I expect Lean to generate for me the structural induction theorem based on that definition alone.
Adam Topaz (Jul 12 2024 at 14:54):
import Mathlib
variable {M : Type*} [Monoid M] (S : Set M)
inductive genSubmonoid : Set M where
| of (m : M) : m ∈ S → genSubmonoid m
| mul {m n : M} : genSubmonoid m → genSubmonoid n → genSubmonoid (m * n)
| one : genSubmonoid 1
#check genSubmonoid.rec
Adam Topaz (Jul 12 2024 at 14:56):
you can see all the things that were added automatically using #print prefix genSubmonoid
Adam Topaz (Jul 12 2024 at 14:56):
or using whatsnew
Adam Topaz (Jul 12 2024 at 14:57):
I.e.
import Mathlib.Init.Set
import Mathlib.Algebra.Group.Defs
import Mathlib.Tactic
variable {M : Type*} [Monoid M] (S : Set M)
whatsnew in
inductive genSubmonoid : Set M where
| of (m : M) : m ∈ S → genSubmonoid m
| mul {m n : M} : genSubmonoid m → genSubmonoid n → genSubmonoid (m * n)
| one : genSubmonoid 1
Stepan Holub (Jul 12 2024 at 16:07):
Thank you very much. That is what I was looking for.
A side remark on my motivation: in Mathlib.Algebra.Group.Subgroup.Basic they say
There are also theorems about the subgroups generated by an element or a subset of a group, defined both inductively and as the infimum of the set of subgroups containing a given element/subset.
and I could not find the promised inductive definition (it was perhaps removed as redundant, since the induction principle follows easily from the infimum?)
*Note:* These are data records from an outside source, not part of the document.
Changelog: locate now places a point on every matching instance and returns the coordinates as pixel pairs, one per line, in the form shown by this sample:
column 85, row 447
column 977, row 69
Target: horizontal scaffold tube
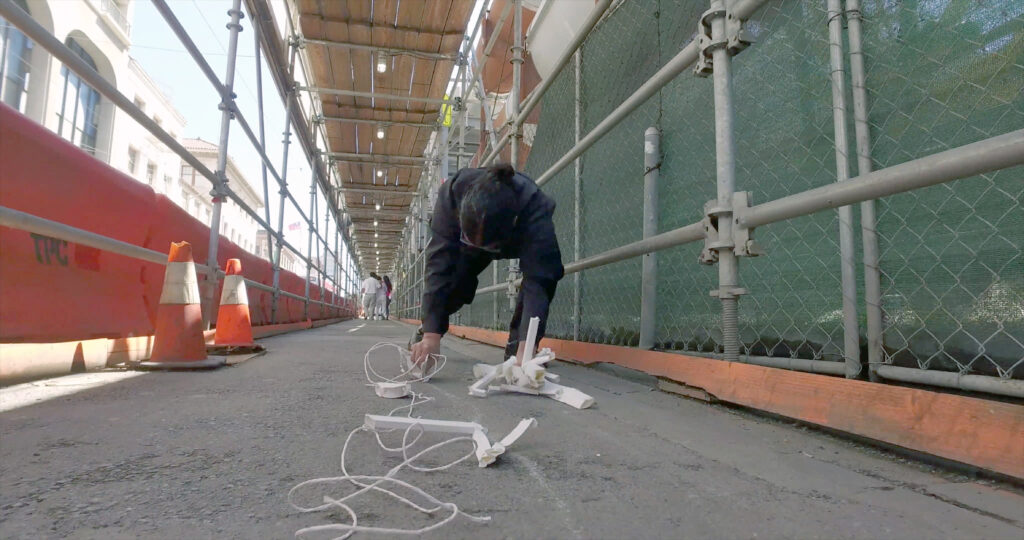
column 1012, row 387
column 992, row 154
column 682, row 60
Adam Topaz (Jul 12 2024 at 16:16):
the definition is in terms of an infimum, but there should be an induction principle proved for that definition. Let me look for it.
Adam Topaz (Jul 12 2024 at 16:16):
Here you go: Submonoid.closure_induction
Adam Topaz (Jul 12 2024 at 16:18):
There should be analogous statements for subgroups, etc.
Stepan Holub (Jul 12 2024 at 20:31):
Yes, thank you. I am aware of the Submonoid.closure_induction theorem.
My point was not the induction theorem itself, but rather a general way of obtaining such theorems. In this case, it is interesting that the induction theorem is (easily) proved using the infimum definition, (specifically closure_le, rather than by something like genSubmonoid.rec produced by your inductive definition above (and which is very instructive)
Adam Topaz (Jul 12 2024 at 20:42):
The general way of obtaining such theorems is by using Galois insertions (which is more-or-less closure_le itself).
Adam Topaz (Jul 12 2024 at 20:43):
Whenever you have a Galois insertion, you can define such a "closure" operator, which will end up being the analogue of the infimum definition.
Last updated: May 02 2025 at 03:31 UTC